Reflect.setPrototypeOf({}, Object.prototype)

config: prefer-reflect: [2, { exceptions: ["setPrototypeOf"] }]

Object.setPrototypeOf({}, Object.prototype)
Reflect.setPrototypeOf({}, Object.prototype)

Reflect.isExtensible (Object.isExtensible)

The following patterns are considered warnings:

config: prefer-reflect: [2]

Object.isExtensible({})

The following patterns are not considered warnings:

config: prefer-reflect: [2]

Reflect.isExtensible({})

config: prefer-reflect: [2, { exceptions: ["isExtensible"] }]

Object.isExtensible({})
Reflect.isExtensible({})

Reflect.getOwnPropertyNames (Object.getOwnPropertyNames)

The following patterns are considered warnings:

config: prefer-reflect: [2]

Object.getOwnPropertyNames({})

The following patterns are not considered warnings:

config: prefer-reflect: [2]

Reflect.getOwnPropertyNames({})

config: prefer-reflect: [2, { exceptions: ["getOwnPropertyNames"] }]

Object.getOwnPropertyNames({})
Reflect.getOwnPropertyNames({})

Reflect.preventExtensions (Object.preventExtensions)

The following patterns are considered warnings:

config: prefer-reflect: [2]

Object.preventExtensions({})

The following patterns are not considered warnings:

config: prefer-reflect: [2]

Reflect.preventExtensions({})

config: prefer-reflect: [2, { exceptions: ["preventExtensions"] }]

Object.preventExtensions({})
Reflect.preventExtensions({})

Reflect.deleteProperty (The delete keyword)

The following patterns are considered warnings:

config: prefer-reflect: [2]

delete foo.bar;

The following patterns are not considered warnings:

config: prefer-reflect: [2]

delete bar; // Does not reference an object, just a var
Reflect.deleteProperty(foo, 'bar');

(Note: For a rule preventing deletion of variables, see no-delete-var instead)

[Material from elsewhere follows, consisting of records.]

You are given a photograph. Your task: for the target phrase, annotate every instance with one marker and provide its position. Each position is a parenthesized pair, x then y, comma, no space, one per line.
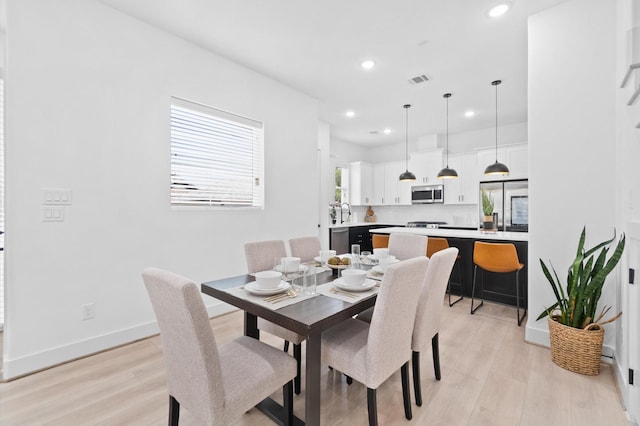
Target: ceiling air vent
(422,78)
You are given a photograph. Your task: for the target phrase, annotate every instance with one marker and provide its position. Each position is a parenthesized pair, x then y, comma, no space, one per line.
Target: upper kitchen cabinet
(426,165)
(378,184)
(387,188)
(464,188)
(361,183)
(514,156)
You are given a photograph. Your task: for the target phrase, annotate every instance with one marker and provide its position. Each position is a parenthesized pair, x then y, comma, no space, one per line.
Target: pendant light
(447,173)
(496,168)
(407,176)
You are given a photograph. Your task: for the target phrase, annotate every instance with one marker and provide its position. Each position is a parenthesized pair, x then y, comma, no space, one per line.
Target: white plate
(375,257)
(366,285)
(253,288)
(301,268)
(319,259)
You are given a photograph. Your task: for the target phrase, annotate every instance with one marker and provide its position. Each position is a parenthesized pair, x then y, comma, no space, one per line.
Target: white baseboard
(13,368)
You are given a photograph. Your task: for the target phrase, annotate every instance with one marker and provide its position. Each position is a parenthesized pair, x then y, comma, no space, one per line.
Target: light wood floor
(490,376)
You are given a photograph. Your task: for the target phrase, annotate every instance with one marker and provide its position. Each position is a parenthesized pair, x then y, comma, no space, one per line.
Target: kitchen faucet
(348,210)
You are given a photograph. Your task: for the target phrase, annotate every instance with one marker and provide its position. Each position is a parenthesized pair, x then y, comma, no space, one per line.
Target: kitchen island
(464,240)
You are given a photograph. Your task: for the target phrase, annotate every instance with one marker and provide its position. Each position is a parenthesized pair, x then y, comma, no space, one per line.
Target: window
(216,157)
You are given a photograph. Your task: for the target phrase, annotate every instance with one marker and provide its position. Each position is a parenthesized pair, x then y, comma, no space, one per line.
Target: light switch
(52,213)
(56,196)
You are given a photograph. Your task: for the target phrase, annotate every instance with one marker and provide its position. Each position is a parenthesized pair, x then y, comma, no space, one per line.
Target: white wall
(572,82)
(88,92)
(486,138)
(628,195)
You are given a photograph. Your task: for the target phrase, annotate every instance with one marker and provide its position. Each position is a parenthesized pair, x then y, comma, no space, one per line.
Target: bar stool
(435,245)
(499,258)
(380,241)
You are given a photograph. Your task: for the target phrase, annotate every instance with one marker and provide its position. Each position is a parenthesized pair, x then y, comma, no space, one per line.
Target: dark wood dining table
(309,317)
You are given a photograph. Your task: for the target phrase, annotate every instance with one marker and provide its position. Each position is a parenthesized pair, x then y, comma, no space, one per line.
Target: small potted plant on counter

config: prefer-reflect: [2, { exceptions: ["delete"] }]

delete bar
delete foo.bar
Reflect.deleteProperty(foo, 'bar');

Options

Exceptions

"prefer-reflect": [<enabled>, { exceptions: [<...exceptions>] }]

The exceptions option allows you to pass an array of methods names you'd like to continue to use in the old style.

For example if you wish to use all Reflect methods, except for Function.prototype.apply then your config would look like prefer-reflect: [2, { exceptions: ["apply"] }].

If you want to use Reflect methods, but keep using the delete keyword, then your config would look like prefer-reflect: [2, { exceptions: ["delete"] }].

These can be combined as much as you like. To make all methods exceptions (thereby rendering this rule useless), use prefer-reflect: [2, { exceptions: ["apply", "call", "defineProperty", "getOwnPropertyDescriptor", "getPrototypeOf", "setPrototypeOf", "isExtensible", "getOwnPropertyNames", "preventExtensions", "delete"] }]

When Not to Use It

This rule should not be used in ES3/5 environments.

In ES2015 (ES6) or later, if you don't want to be notified about places where Reflect could be used, you can safely disable this rule.

Version

This rule was introduced in ESLint 1.0.0-rc-2.